A Nissan alertou para o facto de que a sua enorme fábrica, localizada em Sunderland, no Reino Unido, não vai conseguir subsistir, caso o país não chegue a um novo acordo com a União Europeia (UE), no que diz respeito às tarifas do comércio de automóveis.
«Se não estamos sequer a receber as tarifas actuais, mesmo não sendo esta a nossa intenção, o negócio não será sustentável», disse à BBC o director operacional da Nissan, Ashwani Gupta. «É isto que toda a gente deve entender», acrescentou o responsável.
A fábrica de Sunderland emprega cerca de seis mil pessoas e a sua cadeia geral suporta outros 27 mil postos de trabalho, de acordo com a Nissan. A fábrica em questão produziu 442 mil carros por ano em 2018.

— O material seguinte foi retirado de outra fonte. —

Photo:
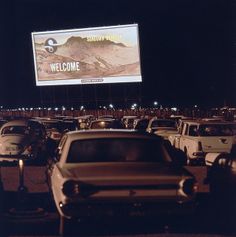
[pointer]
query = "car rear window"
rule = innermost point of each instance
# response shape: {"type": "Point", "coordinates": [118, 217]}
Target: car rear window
{"type": "Point", "coordinates": [215, 130]}
{"type": "Point", "coordinates": [116, 150]}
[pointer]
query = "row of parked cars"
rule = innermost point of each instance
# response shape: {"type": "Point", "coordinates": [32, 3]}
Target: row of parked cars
{"type": "Point", "coordinates": [99, 168]}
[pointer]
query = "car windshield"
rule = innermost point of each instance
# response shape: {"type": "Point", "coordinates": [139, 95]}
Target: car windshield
{"type": "Point", "coordinates": [23, 130]}
{"type": "Point", "coordinates": [215, 130]}
{"type": "Point", "coordinates": [116, 150]}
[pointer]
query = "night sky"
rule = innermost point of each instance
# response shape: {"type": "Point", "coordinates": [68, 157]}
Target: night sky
{"type": "Point", "coordinates": [186, 51]}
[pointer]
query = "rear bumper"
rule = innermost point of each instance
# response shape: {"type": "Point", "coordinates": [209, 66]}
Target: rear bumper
{"type": "Point", "coordinates": [115, 209]}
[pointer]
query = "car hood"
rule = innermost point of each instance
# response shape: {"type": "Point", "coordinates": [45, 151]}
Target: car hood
{"type": "Point", "coordinates": [120, 173]}
{"type": "Point", "coordinates": [13, 144]}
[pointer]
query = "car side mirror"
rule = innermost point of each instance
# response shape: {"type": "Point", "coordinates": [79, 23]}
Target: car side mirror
{"type": "Point", "coordinates": [216, 159]}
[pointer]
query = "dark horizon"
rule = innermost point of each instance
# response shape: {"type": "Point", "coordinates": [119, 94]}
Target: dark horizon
{"type": "Point", "coordinates": [186, 50]}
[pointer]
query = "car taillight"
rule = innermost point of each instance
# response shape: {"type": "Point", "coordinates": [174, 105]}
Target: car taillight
{"type": "Point", "coordinates": [71, 188]}
{"type": "Point", "coordinates": [189, 186]}
{"type": "Point", "coordinates": [199, 146]}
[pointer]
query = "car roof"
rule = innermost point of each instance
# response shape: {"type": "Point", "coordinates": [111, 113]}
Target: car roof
{"type": "Point", "coordinates": [109, 133]}
{"type": "Point", "coordinates": [201, 122]}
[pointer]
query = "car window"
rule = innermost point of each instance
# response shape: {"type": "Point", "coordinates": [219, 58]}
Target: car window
{"type": "Point", "coordinates": [193, 130]}
{"type": "Point", "coordinates": [163, 123]}
{"type": "Point", "coordinates": [15, 130]}
{"type": "Point", "coordinates": [116, 150]}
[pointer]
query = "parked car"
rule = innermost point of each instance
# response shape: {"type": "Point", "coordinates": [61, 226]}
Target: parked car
{"type": "Point", "coordinates": [106, 123]}
{"type": "Point", "coordinates": [221, 178]}
{"type": "Point", "coordinates": [20, 138]}
{"type": "Point", "coordinates": [84, 121]}
{"type": "Point", "coordinates": [141, 124]}
{"type": "Point", "coordinates": [158, 125]}
{"type": "Point", "coordinates": [197, 138]}
{"type": "Point", "coordinates": [107, 173]}
{"type": "Point", "coordinates": [128, 121]}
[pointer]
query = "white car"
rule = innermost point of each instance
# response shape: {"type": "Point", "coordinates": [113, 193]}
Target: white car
{"type": "Point", "coordinates": [198, 137]}
{"type": "Point", "coordinates": [162, 127]}
{"type": "Point", "coordinates": [103, 173]}
{"type": "Point", "coordinates": [18, 138]}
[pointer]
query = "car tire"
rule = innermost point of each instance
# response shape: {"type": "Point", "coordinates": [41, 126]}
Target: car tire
{"type": "Point", "coordinates": [188, 160]}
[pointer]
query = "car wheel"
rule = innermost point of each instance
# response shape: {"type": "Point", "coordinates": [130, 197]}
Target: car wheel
{"type": "Point", "coordinates": [188, 161]}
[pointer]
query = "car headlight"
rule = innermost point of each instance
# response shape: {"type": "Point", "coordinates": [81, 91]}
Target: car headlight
{"type": "Point", "coordinates": [188, 187]}
{"type": "Point", "coordinates": [70, 188]}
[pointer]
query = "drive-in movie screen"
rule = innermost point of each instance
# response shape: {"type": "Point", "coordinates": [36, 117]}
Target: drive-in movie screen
{"type": "Point", "coordinates": [87, 56]}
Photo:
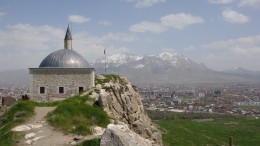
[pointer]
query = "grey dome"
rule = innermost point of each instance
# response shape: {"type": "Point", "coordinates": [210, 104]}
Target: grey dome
{"type": "Point", "coordinates": [64, 58]}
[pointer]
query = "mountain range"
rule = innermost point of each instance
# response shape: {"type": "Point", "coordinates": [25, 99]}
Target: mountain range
{"type": "Point", "coordinates": [164, 68]}
{"type": "Point", "coordinates": [169, 68]}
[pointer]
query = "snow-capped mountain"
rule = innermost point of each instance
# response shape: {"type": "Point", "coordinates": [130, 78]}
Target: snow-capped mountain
{"type": "Point", "coordinates": [174, 58]}
{"type": "Point", "coordinates": [163, 68]}
{"type": "Point", "coordinates": [116, 60]}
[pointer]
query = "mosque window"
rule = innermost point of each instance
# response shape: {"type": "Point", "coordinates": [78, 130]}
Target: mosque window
{"type": "Point", "coordinates": [61, 89]}
{"type": "Point", "coordinates": [81, 89]}
{"type": "Point", "coordinates": [42, 90]}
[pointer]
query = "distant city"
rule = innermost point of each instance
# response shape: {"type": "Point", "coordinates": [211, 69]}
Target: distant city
{"type": "Point", "coordinates": [236, 99]}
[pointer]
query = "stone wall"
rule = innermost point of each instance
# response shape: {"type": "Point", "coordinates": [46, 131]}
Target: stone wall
{"type": "Point", "coordinates": [53, 78]}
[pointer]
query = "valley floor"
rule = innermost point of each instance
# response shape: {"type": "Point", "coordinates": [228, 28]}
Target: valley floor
{"type": "Point", "coordinates": [215, 132]}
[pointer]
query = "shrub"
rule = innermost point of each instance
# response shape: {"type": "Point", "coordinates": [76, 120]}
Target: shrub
{"type": "Point", "coordinates": [17, 114]}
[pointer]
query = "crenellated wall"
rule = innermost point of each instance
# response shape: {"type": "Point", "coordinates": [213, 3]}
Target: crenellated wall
{"type": "Point", "coordinates": [53, 78]}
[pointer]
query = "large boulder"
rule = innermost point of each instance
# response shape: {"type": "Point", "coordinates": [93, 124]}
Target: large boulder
{"type": "Point", "coordinates": [122, 102]}
{"type": "Point", "coordinates": [121, 135]}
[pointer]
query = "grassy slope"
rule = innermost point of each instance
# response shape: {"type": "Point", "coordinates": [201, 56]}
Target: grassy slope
{"type": "Point", "coordinates": [245, 132]}
{"type": "Point", "coordinates": [14, 116]}
{"type": "Point", "coordinates": [73, 115]}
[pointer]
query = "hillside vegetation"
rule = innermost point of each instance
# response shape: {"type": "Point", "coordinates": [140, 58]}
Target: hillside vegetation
{"type": "Point", "coordinates": [72, 115]}
{"type": "Point", "coordinates": [211, 132]}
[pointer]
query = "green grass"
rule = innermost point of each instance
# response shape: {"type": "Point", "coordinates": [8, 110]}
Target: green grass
{"type": "Point", "coordinates": [17, 114]}
{"type": "Point", "coordinates": [92, 142]}
{"type": "Point", "coordinates": [107, 78]}
{"type": "Point", "coordinates": [245, 132]}
{"type": "Point", "coordinates": [73, 115]}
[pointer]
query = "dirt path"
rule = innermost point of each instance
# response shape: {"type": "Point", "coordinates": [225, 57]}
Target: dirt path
{"type": "Point", "coordinates": [39, 133]}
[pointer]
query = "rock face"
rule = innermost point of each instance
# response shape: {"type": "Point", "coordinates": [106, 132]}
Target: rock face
{"type": "Point", "coordinates": [121, 135]}
{"type": "Point", "coordinates": [122, 102]}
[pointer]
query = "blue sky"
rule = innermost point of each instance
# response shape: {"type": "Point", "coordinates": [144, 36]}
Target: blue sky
{"type": "Point", "coordinates": [222, 34]}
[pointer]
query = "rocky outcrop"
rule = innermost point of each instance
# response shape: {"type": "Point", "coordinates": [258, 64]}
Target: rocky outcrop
{"type": "Point", "coordinates": [121, 135]}
{"type": "Point", "coordinates": [122, 102]}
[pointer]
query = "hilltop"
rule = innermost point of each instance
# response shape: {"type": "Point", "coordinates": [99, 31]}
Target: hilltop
{"type": "Point", "coordinates": [114, 104]}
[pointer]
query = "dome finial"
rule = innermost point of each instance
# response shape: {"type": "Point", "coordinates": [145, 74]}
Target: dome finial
{"type": "Point", "coordinates": [68, 39]}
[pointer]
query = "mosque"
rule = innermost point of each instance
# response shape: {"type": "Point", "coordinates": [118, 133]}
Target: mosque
{"type": "Point", "coordinates": [61, 74]}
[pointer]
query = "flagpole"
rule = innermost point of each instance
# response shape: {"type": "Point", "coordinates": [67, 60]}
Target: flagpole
{"type": "Point", "coordinates": [105, 61]}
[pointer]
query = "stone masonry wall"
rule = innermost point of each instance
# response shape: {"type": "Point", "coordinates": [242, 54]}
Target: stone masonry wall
{"type": "Point", "coordinates": [53, 78]}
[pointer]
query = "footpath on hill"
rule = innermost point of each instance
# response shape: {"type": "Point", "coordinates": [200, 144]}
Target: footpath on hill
{"type": "Point", "coordinates": [39, 133]}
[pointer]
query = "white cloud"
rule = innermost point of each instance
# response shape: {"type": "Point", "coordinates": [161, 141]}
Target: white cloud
{"type": "Point", "coordinates": [145, 26]}
{"type": "Point", "coordinates": [104, 23]}
{"type": "Point", "coordinates": [2, 14]}
{"type": "Point", "coordinates": [145, 3]}
{"type": "Point", "coordinates": [177, 21]}
{"type": "Point", "coordinates": [78, 19]}
{"type": "Point", "coordinates": [234, 17]}
{"type": "Point", "coordinates": [250, 3]}
{"type": "Point", "coordinates": [180, 20]}
{"type": "Point", "coordinates": [240, 52]}
{"type": "Point", "coordinates": [220, 1]}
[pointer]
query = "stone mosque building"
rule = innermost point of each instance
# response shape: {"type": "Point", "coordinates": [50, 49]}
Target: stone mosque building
{"type": "Point", "coordinates": [62, 74]}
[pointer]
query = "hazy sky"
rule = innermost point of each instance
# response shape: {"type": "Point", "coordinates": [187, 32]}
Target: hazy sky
{"type": "Point", "coordinates": [222, 34]}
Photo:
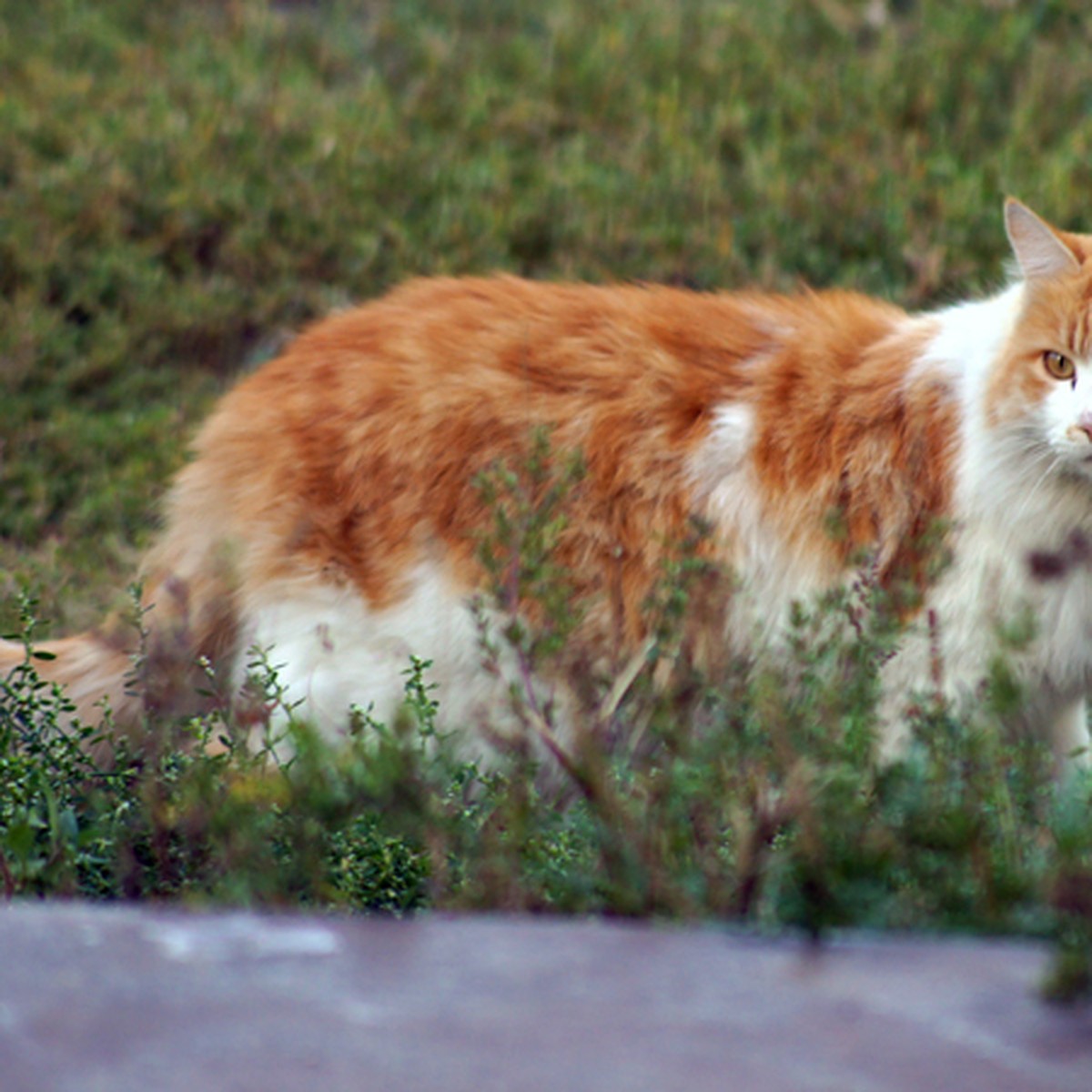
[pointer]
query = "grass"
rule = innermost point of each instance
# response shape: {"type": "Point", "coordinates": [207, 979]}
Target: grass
{"type": "Point", "coordinates": [181, 187]}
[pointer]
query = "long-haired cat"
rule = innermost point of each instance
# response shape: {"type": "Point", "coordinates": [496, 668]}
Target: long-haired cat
{"type": "Point", "coordinates": [330, 513]}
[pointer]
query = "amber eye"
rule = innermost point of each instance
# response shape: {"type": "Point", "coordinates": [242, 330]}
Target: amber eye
{"type": "Point", "coordinates": [1059, 366]}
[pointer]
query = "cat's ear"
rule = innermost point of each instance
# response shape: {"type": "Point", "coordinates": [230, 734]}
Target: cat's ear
{"type": "Point", "coordinates": [1040, 250]}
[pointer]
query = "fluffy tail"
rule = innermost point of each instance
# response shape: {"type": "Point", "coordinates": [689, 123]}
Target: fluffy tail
{"type": "Point", "coordinates": [159, 665]}
{"type": "Point", "coordinates": [94, 672]}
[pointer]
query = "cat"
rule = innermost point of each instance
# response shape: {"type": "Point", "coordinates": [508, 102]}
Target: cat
{"type": "Point", "coordinates": [330, 513]}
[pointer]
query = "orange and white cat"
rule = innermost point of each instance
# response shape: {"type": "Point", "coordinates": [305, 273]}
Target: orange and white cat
{"type": "Point", "coordinates": [330, 516]}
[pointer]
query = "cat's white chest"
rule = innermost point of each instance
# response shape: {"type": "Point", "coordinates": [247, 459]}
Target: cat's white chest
{"type": "Point", "coordinates": [1019, 592]}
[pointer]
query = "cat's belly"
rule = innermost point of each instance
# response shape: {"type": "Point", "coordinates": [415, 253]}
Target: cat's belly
{"type": "Point", "coordinates": [332, 652]}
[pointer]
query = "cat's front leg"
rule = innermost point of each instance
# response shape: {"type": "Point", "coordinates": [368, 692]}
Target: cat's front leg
{"type": "Point", "coordinates": [1069, 735]}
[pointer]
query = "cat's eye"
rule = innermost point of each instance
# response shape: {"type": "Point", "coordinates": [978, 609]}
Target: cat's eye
{"type": "Point", "coordinates": [1059, 366]}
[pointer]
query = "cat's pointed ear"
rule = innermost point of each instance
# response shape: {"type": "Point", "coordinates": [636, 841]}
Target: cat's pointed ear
{"type": "Point", "coordinates": [1040, 250]}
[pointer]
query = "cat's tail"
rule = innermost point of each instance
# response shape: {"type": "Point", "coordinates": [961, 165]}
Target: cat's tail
{"type": "Point", "coordinates": [92, 669]}
{"type": "Point", "coordinates": [163, 662]}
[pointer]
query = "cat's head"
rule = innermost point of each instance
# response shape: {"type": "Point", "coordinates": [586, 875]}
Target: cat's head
{"type": "Point", "coordinates": [1044, 376]}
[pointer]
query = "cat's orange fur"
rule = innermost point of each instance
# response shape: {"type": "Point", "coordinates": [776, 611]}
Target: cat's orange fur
{"type": "Point", "coordinates": [339, 470]}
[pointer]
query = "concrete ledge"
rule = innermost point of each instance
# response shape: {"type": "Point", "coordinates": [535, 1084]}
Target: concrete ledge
{"type": "Point", "coordinates": [118, 998]}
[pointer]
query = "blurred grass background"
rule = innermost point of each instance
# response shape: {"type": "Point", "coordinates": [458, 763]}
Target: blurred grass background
{"type": "Point", "coordinates": [184, 186]}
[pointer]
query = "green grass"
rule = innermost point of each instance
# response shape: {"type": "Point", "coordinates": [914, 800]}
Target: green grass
{"type": "Point", "coordinates": [183, 186]}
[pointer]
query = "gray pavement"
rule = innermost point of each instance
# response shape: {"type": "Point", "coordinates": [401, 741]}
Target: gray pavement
{"type": "Point", "coordinates": [118, 998]}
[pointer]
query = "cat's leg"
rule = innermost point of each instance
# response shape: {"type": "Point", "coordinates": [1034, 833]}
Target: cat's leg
{"type": "Point", "coordinates": [1069, 735]}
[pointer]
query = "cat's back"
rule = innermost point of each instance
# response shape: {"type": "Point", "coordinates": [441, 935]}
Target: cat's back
{"type": "Point", "coordinates": [540, 353]}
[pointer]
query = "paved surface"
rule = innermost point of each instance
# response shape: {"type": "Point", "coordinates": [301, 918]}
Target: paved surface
{"type": "Point", "coordinates": [110, 998]}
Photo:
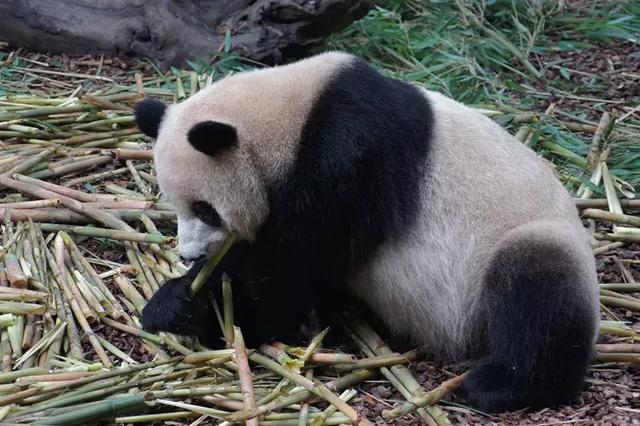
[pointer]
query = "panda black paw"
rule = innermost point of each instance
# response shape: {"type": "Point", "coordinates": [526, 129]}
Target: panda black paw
{"type": "Point", "coordinates": [492, 388]}
{"type": "Point", "coordinates": [172, 309]}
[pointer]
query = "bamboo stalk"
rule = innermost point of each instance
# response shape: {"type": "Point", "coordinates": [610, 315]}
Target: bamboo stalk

O seu futuro tem sido objecto de intensa especulação desde o inicio da votação do Brexit, em 2016. A adesão à UE permitiu que os veículos produzidos no Reino Unido fossem exportados para todo o bloco sem tarifas adicionais, um benefício que o país pode perder, pois se não conseguir um acordo os veículos fabricados em Sunderland vão ser sujeitos a tarifas de 10% no mercado da UE.
A ameaça de novas barreiras comerciais forçou a Nissan a agir. No ano passado, a empresa abandonou os planos de construção do seu novo SUV X-Trail na fábrica britânica, dizendo que a incerteza sobre o futuro do país no Brexit era parcialmente responsável pela situação.
O Reino Unido saiu da União Europeia em Janeiro, contudo o período de transição prolonga-se até ao final do ano, ainda que as negociações não tenham apresentado resultados significativos até ao momento.
De recordar que a Nissan anunciou recentemente o encerramento da sua fábrica em Barcelona, em Espanha, tal como a ‘Executive Digest’ avançou na altura.
A empresa comunicou a notícia aos três mil trabalhadores afectados, bem como ao Ministério da Indústria, que também recebeu uma notificação sobre a decisão de encerramento. Para além disso, os sindicatos confirmaram o regresso de Frank Torres ao comando da Nissan, para liderar o processo de encerramento da Zona Franca de Barcelona.